Les Etats-Unis ont insisté depuis le début de cette crise sur la distinction entre le gouvernement d'Aung San Suu Kyi, à laquelle ils ont réaffirmé leur soutien, et les militaires avec lesquels la prix Nobel de la paix partage le pouvoir.

Mi-septembre, Rex Tillerson avait déjà dit "très clairement aux militaires" que la "persécution" des Rohingyas était "inacceptable".

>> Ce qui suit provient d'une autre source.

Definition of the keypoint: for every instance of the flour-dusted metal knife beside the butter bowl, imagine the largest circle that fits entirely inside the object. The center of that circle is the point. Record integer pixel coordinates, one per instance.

D'après les derniers chiffres des Nations unies, plus de 580.000 musulmans rohingyas ont fui la Birmanie depuis le 25 août, pour se réfugier au Bangladesh voisin. La crise a débuté quand des rebelles rohingyas, dénonçant les mauvais traitements subis par leur minorité en Birmanie, ont attaqué des postes de police fin août, entraînant une répression sévère de l'armée.

Selon le ministre américain des Affaires étrangères, Washington "comprend" que l'armée birmane est confrontée à "des éléments rebelles terroristes". "Mais vous devez être disciplinés", "faire preuve de retenue" et "favoriser l'accès" à la région, notamment pour l'aide humanitaire, a-t-il lancé à l'égard des militaires.

"C'est un vrai test" pour ce système de "partage des pouvoirs", et "il revient aux dirigeants militaires birmans de décider quel rôle ils veulent jouer dans l'avenir de la Birmanie", a-t-il conclu.